Top shelf and top nosh in Luján de Cuyo
9am is the new wine o’clock.
My personal rule for drinking is that you shouldn’t have an alcoholic beverage before 12pm. Unless, of course, you have been out all night, in which case drinking in the morning is perfectly acceptable. But if you have had a good night’s sleep and woken up feeling fresh, starting to drink before 12 o’clock – beer o’clock – is stretching into alcoholics territory.
Well, on this day I broke the rules. But with good reason.
A trip to Mendoza will inevitably involve a wine tour of some description. Most people tend to go with the cheap and cheerful bike tours of neighbouring Maipú available on almost every corner in the town centre. My sister did one of these tours and she really enjoyed it, as did lots of the people I met along the way, but I had been told that you don’t really get to try that much wine on those tours and certainly not the good stuff. Lonely Planet recommends two companies that offer deluxe wine tours,
“They’re not cheap, but the benefits are obvious – small group sizes … a knowledgeable English-speaking guide … and access to some of the more exclusive (i.e. better quality) vineyards. Winemakers are much more likely to be getting the good stuff down off the top shelf for you on these tours too.”
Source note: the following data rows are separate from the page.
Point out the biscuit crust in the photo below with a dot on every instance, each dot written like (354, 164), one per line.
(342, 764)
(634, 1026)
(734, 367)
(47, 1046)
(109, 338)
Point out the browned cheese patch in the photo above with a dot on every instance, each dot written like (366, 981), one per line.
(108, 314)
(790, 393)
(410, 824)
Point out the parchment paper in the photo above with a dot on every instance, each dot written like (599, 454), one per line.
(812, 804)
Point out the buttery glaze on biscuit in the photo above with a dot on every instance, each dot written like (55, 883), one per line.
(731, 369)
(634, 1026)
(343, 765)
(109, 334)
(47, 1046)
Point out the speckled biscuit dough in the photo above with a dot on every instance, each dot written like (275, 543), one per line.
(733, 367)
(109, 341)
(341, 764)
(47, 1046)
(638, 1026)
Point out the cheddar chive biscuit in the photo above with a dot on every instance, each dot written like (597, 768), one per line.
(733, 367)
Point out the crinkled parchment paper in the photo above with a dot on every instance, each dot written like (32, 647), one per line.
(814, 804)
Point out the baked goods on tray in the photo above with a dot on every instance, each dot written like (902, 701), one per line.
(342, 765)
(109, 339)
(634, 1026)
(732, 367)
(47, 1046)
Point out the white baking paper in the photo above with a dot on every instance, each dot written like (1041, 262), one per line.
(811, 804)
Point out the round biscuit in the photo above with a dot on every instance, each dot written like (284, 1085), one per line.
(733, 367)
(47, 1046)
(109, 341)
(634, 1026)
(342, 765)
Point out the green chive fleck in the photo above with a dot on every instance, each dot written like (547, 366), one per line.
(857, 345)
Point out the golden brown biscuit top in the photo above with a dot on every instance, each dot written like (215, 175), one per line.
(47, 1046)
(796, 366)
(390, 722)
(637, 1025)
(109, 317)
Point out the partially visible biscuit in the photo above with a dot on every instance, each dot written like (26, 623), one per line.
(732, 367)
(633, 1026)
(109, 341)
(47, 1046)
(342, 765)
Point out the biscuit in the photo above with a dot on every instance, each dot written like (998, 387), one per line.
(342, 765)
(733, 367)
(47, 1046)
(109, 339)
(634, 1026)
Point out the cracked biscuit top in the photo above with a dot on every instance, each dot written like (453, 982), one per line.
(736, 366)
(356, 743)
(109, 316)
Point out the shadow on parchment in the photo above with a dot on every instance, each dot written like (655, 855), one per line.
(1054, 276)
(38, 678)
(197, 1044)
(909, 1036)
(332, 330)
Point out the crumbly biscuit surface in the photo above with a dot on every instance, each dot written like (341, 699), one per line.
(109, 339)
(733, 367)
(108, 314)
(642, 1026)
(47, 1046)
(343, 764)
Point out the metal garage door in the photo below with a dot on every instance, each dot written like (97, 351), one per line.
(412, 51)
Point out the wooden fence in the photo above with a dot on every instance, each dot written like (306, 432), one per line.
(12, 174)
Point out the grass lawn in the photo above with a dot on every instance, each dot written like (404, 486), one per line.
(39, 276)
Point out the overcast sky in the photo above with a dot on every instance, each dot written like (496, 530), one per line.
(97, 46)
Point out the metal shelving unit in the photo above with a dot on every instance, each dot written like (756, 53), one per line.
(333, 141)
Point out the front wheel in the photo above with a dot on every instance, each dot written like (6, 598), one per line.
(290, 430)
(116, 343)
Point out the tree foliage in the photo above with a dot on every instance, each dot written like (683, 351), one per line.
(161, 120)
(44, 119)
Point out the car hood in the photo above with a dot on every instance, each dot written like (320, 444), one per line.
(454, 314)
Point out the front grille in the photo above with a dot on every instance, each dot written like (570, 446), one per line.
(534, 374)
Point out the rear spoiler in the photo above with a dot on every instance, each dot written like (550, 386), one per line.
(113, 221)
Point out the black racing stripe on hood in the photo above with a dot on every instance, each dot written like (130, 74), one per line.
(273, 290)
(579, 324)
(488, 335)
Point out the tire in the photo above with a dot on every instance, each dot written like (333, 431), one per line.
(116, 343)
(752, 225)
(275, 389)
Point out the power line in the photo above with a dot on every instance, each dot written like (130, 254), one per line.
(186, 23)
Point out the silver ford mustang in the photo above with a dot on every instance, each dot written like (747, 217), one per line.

My Mum had given me £100 for my birthday before I left which I was to save for something special so I decided to splash out on a tour of Luján de Cuyo with Trout and Wine. The tour cost US$165 (£106) which I thought incredibly reasonable given that included a tour and tasting of three top-end wineries as well a 4 course lunch and matching wines with unlimited top ups at a fourth bodega.